Esercizio provvisorio e divieto di assunzioni: la Corte dei conti esclude il differimento del termine di approvazione del bilancio per le Regioni

Corte dei conti Sardegna, Delibera n. 31 del 24 febbraio 2025

La Regione ha chiesto se l’approvazione della legge regionale che autorizza l’esercizio provvisorio possa essere considerata un rinvio valido del termine di approvazione del bilancio, in modo da evitare il divieto di assunzione di personale previsto dall’art. 9, comma 1-quinquies del Dl. n. 113/2016, come già riconosciuto per gli Enti Locali.
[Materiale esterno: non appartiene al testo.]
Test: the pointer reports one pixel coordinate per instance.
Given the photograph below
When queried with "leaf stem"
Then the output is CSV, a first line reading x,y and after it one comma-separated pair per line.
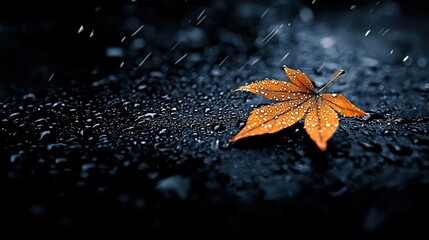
x,y
341,72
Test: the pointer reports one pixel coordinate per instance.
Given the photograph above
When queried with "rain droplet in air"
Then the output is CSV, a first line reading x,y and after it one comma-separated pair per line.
x,y
80,29
367,33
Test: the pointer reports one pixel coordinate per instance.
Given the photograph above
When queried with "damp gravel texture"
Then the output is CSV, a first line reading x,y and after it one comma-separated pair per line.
x,y
116,121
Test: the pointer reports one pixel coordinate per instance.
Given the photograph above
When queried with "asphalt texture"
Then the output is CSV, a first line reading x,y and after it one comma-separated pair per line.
x,y
115,119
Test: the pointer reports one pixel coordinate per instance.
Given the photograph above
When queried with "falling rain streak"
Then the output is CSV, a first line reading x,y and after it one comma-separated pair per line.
x,y
271,34
367,33
137,31
180,59
144,60
265,12
80,29
200,17
51,77
283,58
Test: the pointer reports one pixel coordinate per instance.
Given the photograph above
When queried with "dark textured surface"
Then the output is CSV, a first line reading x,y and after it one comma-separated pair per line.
x,y
103,135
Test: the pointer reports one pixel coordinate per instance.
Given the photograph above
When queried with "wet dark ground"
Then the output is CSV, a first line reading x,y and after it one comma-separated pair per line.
x,y
110,130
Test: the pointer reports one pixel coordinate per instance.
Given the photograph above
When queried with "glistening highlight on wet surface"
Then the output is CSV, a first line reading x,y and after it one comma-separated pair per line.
x,y
116,119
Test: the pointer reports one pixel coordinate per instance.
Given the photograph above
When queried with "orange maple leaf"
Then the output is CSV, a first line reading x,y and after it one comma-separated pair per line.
x,y
297,99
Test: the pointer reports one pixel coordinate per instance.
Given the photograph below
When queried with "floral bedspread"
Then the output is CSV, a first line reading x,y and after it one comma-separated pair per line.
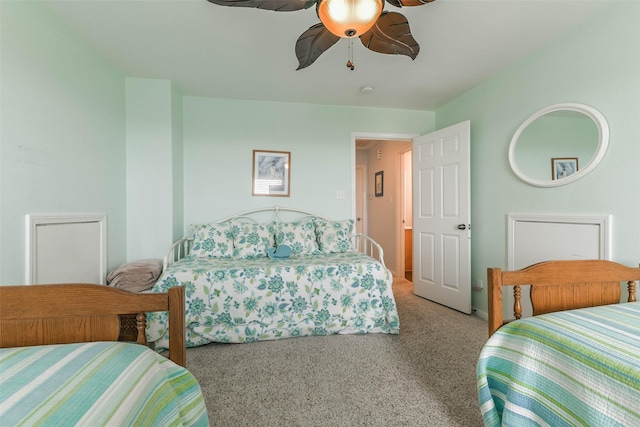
x,y
244,300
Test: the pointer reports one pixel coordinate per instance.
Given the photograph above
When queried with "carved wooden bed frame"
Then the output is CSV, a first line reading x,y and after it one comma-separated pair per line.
x,y
560,285
71,313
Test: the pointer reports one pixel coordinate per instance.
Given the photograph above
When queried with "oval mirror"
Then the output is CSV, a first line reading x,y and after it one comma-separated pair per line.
x,y
559,144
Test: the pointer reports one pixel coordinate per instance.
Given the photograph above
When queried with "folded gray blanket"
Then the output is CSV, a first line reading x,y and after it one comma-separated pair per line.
x,y
136,276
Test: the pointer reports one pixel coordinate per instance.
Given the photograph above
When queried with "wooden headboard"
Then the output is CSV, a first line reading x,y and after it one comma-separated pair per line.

In alternativa, qualora fosse possibile assumere personale durante l’esercizio provvisorio, la Regione ha chiesto se tali assunzioni possano avvenire entro i limiti stabiliti dal Piano Integrato delle Attività e dell’Organizzazione (PIAO), rispettando i vincoli di spesa, e se si possa derogare al frazionamento in dodicesimi per la nomina di figure apicali essenziali al funzionamento dell’amministrazione, come il Segretario Generale e i Direttori Generali, la cui assenza potrebbe causare problemi operativi.

La Sezione ha chiarito che l’esercizio provvisorio del bilancio, concesso per legge e per un massimo di quattro mesi ai sensi dell’art. 43 del Dlgs. n. 118/2011, non rappresenta un rinvio del termine di approvazione del bilancio regionale. Di conseguenza, si applica alla Regione il divieto di assunzione di personale stabilito dall’art. 9, comma 1-quinquies del Dl. n. 113/2016, che impedisce di effettuare nuove assunzioni, indipendentemente dalla tipologia contrattuale, fino all’approvazione del bilancio. La Regione aveva richiamato la Delibera n. 19/2021 della Sezione delle Autonomie, che aveva riconosciuto agli Enti Locali la possibilità di assumere personale fino alla scadenza del termine prorogato per l’approvazione del bilancio.

Tuttavia, la Sezione ha precisato che tale interpretazione si basa sull’art. 151, comma 1, del Dlgs. n. 267/2000, che consente ai Comuni e ad altri Enti Locali di rinviare l’approvazione del bilancio con un decreto del Ministero dell’Interno, in presenza di giustificate esigenze.

Per le Regioni, invece, l’art. 43 del Dlgs. n. 118/2011, stabilisce in modo chiaro che il bilancio deve essere approvato entro il 31 dicembre e non prevede alcuna possibilità di rinvio. La Sezione ha ritenuto che questa non sia una lacuna normativa, ma una scelta precisa del legislatore, volta a garantire la programmazione e la tempestiva approvazione del bilancio. Per questo motivo, non è possibile applicare alle Regioni il principio riconosciuto agli Enti Locali. Inoltre, l’art. 14 delle preleggi del Codice Civile stabilisce che le norme eccezionali non possono essere estese ad altri casi non espressamente previsti dalla legge. Pertanto, quando una Regione si trova in esercizio provvisorio, si applicano automaticamente le restrizioni previste dall’art. 9, comma 1-quinquies, del Dl. n. 113/2016, che vietano nuove assunzioni fino all’approvazione del bilancio, salvo alcune eccezioni previste per specifiche categorie di assunzioni legate al Pnrr, alla protezione civile, alla polizia locale, all’istruzione e ai servizi sociali.

Poiché la Sezione ha confermato che il divieto di assunzione resta valido durante l’esercizio provvisorio, il secondo quesito della Regione – riguardante la possibilità di effettuare assunzioni nel rispetto del Piano Integrato delle Attività e dell’Organizzazione (PIAO), previsto dal Dl. n. 80/2021, e la possibilità di derogare al frazionamento in dodicesimi per le figure apicali – è stato dichiarato improcedibile per carenza di interesse. In conclusione, la Sezione ha ribadito che l’esercizio provvisorio non può essere considerato un rinvio del termine di approvazione del bilancio e che, di conseguenza, le Regioni devono rispettare il divieto di assunzione imposto dalla normativa vigente fino all’approvazione del bilancio definitivo.